Second shot touched her heart. First shot took out both lungs and other damage.
I attribute her actions to shock and adrenaline. We have seen this before with near range hits even shots that turned their hearts to splatter.
Fortunately, this girl had no fawns following her. She was "dry".
Speaking of meat in the freezer, I finally took a few minutes to weigh out the meat from 3 of our whitetail deer post butchering and packaging. We have not ground the scraps yet so these are net weights, nothing added as of yet. We did the butchering ourselves and it is all deboned. Mature whitetail buck: 51.8 lbs Whitetail doe: 27.5 lbs Whitetail fawn: 13.2 lbs.
While the fawn was a legal, but unintentional kill, some of it was ruined with the shot. The other 2 had tiny amounts of meat ruined. I would guess that we lost about 2 lbs on the fawn. It is by far the most tender meat we have ever eaten.
From the above, you can see why if you are interested in meat for the freezer, the extra effort to get a buck is probably worth it. Doe meat is better eating though. Shooting a fawn is hardly worth the effort. By the time you figure in all your costs, you are probably looking at $20/lb.

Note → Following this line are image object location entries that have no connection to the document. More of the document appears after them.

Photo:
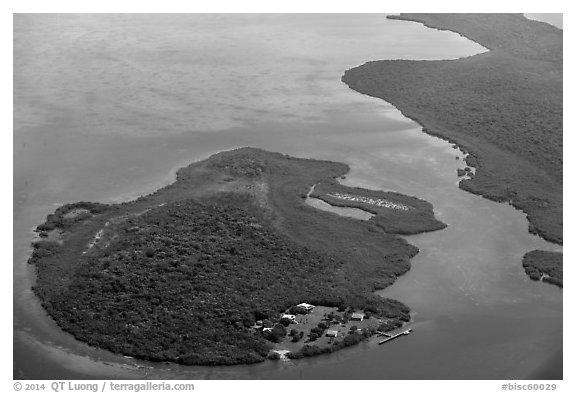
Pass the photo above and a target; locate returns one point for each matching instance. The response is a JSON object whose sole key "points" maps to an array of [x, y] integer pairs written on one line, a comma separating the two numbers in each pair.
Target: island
{"points": [[503, 108], [229, 265]]}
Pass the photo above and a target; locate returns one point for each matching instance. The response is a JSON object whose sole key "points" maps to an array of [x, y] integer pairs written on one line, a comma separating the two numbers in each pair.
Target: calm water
{"points": [[108, 106]]}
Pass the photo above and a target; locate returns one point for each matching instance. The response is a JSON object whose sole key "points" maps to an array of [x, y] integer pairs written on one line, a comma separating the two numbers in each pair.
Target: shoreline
{"points": [[501, 174], [245, 173]]}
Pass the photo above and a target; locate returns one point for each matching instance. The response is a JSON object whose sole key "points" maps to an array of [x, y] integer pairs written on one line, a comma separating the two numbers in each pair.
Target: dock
{"points": [[392, 337]]}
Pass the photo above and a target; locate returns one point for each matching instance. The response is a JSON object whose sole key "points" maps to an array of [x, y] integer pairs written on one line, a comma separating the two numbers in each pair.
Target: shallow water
{"points": [[107, 107]]}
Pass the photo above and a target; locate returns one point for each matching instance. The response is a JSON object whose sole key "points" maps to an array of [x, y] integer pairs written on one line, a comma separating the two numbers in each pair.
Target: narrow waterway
{"points": [[108, 106]]}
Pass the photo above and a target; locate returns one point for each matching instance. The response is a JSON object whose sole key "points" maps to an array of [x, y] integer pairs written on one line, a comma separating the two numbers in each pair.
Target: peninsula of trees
{"points": [[503, 107], [186, 273]]}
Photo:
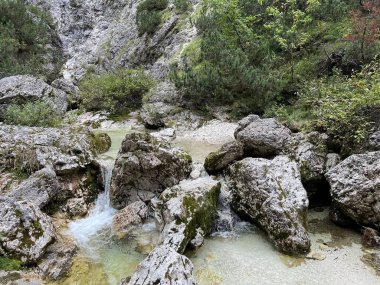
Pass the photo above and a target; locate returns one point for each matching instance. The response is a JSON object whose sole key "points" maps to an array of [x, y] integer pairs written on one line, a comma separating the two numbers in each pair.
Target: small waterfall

Anyone have net weights for an elk? Processed commercially and/or self-processed? My youngest son killed a enormous cow in CO some years back. We processed it ourselves, but didn't weigh it out. If I were guessing at it, I would estimate about 180 - 200 lbs. We did not debone everything on the elk. We made some racks of ribs out of her fat sides. While she was a bit tough (really old cow), it was very good eating.